Die Hauptangeklagte im NSU-Prozess, Beate Zschäpe, schweigt weiter. Doch nach ihrer Festnahme 2011 hatte sie informell mit Kriminalbeamten gesprochen. Einer davon berichtete am 2. Juli, am 17. Verhandlungstag, vor dem Oberlandesgericht (OLG) München als Zeuge, dass sich Zschäpe über die Entwicklung ihrer mutmaßlichen Mit-Terroristen Uwe Böhnhardt und Uwe Mundlos gewundert habe. Eine ihrer größten Sorgen sei das Schicksal ihrer Katzen nach ihrer Flucht gewesen.

Stand: 02.07.2013 | Archiv

links: Uwe Mundlos; rechts: Uwe Böhnhardt | Bild: Montage: BR; picture-alliance/dpa

Am 4. November 2011 töteten sich Böhnhardt und Mundlos selbst, nachdem ein Banküberfall in Eisenach schief gelaufen war. Am selben Tag flog in Zwickau das Haus, in dem das mutmaßliche Terrortrio gewohnt hatte, in die Luft. Zschäpe setzte es laut Anklage in Brand. Danach war sie mehrere Tage auf der Flucht, bis sie sich am 8. November 2011 in Jena der Polizei stellte.

Von Böhnhardt und Mundlos "zu nichts gezwungen"

In der anschließenden Befragung wollte Zschäpe laut dem Zeugen zunächst nichts sagen, doch dann sei die Unterhaltung in dessen persönlichem Dienstzimmer fortgesetzt worden. Dort durfte geraucht werden, "was zu essen wurde auch gereicht", so der Kriminalbeamte vor dem OLG. Dadurch sei eine lockere Atmosphäre entstanden, in der Zschäpe zu plaudern begonnen habe. So habe sie gesagt, sie habe "sich nicht erklären können, warum sich die beiden Uwes trotz des behüteten Elternhauses so entwickelt haben". Laut dem Beamten der Kriminalpolizei Zwickau bezeichnete sie Böhnhardt und Mundlos als "ihre Familie". Sie habe betont, von den beiden zu nichts gezwungen worden zu sein. Der Beamte gab zudem an, dass er damals den Eindruck gehabt hatte, Zschäpe wolle auspacken. Sie habe ausdrücklich gesagt, dass sie "sich nicht gestellt hätte, um nichts zu sagen". Wenn dem so war, hat Zschäpe, die vor dem OLG bislang konsequent schweigt, ihre Meinung geändert.

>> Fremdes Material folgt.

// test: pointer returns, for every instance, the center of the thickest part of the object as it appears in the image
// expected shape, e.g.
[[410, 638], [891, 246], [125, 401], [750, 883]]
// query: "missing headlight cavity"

Zschäpes Selbstmordgedanken

Nach der mehrtägigen Flucht - wohl per Bahn - habe Zschäpe übernächtigt gewirkt, so der Zeuge. Sie habe gesagt, "dass sie nicht mehr viele Freunde hat und versucht hat, Freunde aufzusuchen". Nach der Explosion des Hauses habe sie überlegt, sich das Leben zu nehmen. Der Beamte sagte, er habe den Eindruck gehabt, sie sei froh gewesen, dass die Zeit der Flucht beendet war. Später habe Zschäpe keine Suizidabsichten mehr gehabt, berichtete ein weiterer Zeuge, ein Beamter des Bundeskriminalamts (BKA), der am 13. November 2011 bei Zschäpes Vorführung beim Ermittlungsrichter des Bundesgerichtshofs in Karlsruhe anwesend war.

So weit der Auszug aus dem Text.